Several MARV vaccine candidates are in development, including IAVI and our partners’ recombinant vesicular stomatitis virus (rVSV) vector-based candidate. In 2024, this vaccine candidate was prioritized for review by a WHO Technical Advisory Group in response to a new MVD outbreak in Rwanda.

You can read more about IAVI’s MARV vaccine development efforts and our promising preclinical data here.

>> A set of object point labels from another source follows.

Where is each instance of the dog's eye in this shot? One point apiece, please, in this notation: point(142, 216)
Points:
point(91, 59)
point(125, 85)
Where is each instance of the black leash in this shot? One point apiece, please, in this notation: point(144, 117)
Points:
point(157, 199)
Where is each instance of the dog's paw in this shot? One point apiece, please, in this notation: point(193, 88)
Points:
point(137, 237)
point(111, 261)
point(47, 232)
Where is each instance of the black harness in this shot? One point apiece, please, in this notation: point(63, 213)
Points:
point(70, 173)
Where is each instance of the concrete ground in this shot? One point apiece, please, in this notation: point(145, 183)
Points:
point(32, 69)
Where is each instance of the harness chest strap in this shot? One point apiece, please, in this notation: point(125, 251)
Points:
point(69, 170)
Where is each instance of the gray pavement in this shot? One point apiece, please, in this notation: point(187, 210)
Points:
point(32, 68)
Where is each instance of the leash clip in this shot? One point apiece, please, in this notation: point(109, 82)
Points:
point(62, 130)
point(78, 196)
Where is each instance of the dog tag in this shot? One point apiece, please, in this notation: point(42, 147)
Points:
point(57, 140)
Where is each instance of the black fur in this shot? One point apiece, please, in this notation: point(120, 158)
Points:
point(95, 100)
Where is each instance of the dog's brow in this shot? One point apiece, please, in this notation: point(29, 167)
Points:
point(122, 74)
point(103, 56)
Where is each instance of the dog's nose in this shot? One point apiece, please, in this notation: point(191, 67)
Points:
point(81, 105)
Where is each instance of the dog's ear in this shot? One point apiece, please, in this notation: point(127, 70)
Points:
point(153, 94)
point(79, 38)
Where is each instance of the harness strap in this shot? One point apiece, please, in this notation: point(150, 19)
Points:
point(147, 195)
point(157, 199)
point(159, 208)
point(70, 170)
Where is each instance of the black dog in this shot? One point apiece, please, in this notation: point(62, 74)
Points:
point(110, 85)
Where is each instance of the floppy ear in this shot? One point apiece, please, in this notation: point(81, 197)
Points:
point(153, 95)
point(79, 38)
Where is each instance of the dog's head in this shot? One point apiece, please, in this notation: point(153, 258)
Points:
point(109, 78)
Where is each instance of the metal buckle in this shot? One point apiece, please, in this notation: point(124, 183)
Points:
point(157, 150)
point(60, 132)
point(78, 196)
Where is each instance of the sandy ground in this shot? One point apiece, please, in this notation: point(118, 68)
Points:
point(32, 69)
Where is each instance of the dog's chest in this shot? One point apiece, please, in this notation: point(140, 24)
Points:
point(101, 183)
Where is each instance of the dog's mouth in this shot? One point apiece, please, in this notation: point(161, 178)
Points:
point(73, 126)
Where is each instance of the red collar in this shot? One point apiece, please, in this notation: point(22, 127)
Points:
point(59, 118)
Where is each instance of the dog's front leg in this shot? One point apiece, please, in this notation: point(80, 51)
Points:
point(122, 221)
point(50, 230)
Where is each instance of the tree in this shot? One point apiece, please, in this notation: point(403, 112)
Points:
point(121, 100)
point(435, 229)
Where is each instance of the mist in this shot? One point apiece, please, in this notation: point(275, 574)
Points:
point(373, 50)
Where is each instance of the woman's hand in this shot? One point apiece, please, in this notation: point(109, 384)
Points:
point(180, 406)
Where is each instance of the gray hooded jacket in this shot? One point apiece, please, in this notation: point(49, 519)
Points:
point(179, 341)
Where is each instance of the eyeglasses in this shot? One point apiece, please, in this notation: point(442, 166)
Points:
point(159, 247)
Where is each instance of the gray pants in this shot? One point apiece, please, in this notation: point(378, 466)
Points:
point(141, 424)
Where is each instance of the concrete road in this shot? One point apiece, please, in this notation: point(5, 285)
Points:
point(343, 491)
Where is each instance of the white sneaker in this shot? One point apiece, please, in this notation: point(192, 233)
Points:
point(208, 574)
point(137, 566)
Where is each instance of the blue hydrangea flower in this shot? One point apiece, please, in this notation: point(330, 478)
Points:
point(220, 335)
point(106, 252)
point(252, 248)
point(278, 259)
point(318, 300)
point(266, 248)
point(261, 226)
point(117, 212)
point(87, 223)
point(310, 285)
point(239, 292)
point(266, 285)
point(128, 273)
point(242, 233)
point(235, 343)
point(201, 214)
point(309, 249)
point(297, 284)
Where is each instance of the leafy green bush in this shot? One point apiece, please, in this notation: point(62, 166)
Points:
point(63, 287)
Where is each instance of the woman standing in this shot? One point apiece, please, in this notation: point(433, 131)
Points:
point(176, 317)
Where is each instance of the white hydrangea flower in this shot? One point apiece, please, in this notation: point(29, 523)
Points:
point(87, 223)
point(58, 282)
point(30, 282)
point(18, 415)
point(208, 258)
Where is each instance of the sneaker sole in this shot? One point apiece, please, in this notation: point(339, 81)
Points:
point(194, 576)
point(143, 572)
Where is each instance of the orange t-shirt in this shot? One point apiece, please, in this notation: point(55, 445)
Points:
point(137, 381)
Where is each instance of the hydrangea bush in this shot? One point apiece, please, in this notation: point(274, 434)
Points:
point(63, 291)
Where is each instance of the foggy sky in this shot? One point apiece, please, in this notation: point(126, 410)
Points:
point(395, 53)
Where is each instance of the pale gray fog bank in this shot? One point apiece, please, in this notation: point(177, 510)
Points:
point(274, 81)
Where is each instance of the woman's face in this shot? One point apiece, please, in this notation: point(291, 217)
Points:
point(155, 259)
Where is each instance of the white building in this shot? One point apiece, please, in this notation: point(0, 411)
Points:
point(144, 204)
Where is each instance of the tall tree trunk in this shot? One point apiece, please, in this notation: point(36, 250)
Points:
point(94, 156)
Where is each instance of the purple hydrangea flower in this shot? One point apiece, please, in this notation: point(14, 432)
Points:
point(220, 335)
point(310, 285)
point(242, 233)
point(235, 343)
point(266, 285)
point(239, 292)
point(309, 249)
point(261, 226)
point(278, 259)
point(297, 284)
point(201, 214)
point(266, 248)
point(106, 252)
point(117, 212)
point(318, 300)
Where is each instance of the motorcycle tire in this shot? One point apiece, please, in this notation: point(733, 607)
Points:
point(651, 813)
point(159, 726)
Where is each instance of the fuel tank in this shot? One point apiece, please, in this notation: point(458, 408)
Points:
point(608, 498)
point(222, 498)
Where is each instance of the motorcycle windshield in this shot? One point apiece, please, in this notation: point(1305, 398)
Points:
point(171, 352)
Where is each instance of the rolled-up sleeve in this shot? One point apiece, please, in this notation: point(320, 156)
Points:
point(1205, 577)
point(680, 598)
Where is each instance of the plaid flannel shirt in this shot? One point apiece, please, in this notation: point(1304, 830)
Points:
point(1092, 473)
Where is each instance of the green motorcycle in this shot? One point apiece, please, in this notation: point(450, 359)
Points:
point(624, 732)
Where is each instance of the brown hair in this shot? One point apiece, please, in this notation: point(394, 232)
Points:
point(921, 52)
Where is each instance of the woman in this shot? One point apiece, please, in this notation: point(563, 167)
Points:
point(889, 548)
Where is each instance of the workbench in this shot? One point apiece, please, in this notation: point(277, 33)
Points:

In the absence of a vaccine, MVD poses a serious public health risk. A combination of community engagement and outbreak control are priorities for the WHO and national health officials. Community engagement involves messaging that raises awareness of the risk factors associated with MVD, including bat-to-human transmission resulting from exposure in caves or mines and transmission within the community. It is essential to ensure that communities are well-informed about the nature of this disease and key outbreak containment measures: safe burial practices, good hygiene, and identification of close contacts. If an outbreak does occur, the WHO emphasizes case management, surveillance and contact tracing, good laboratory practices, infection prevention in health facilities, and social mobilization. However, more coordinated action and investment are needed to develop effective medical countermeasures that can either prevent an outbreak altogether or stop an active outbreak in its tracks.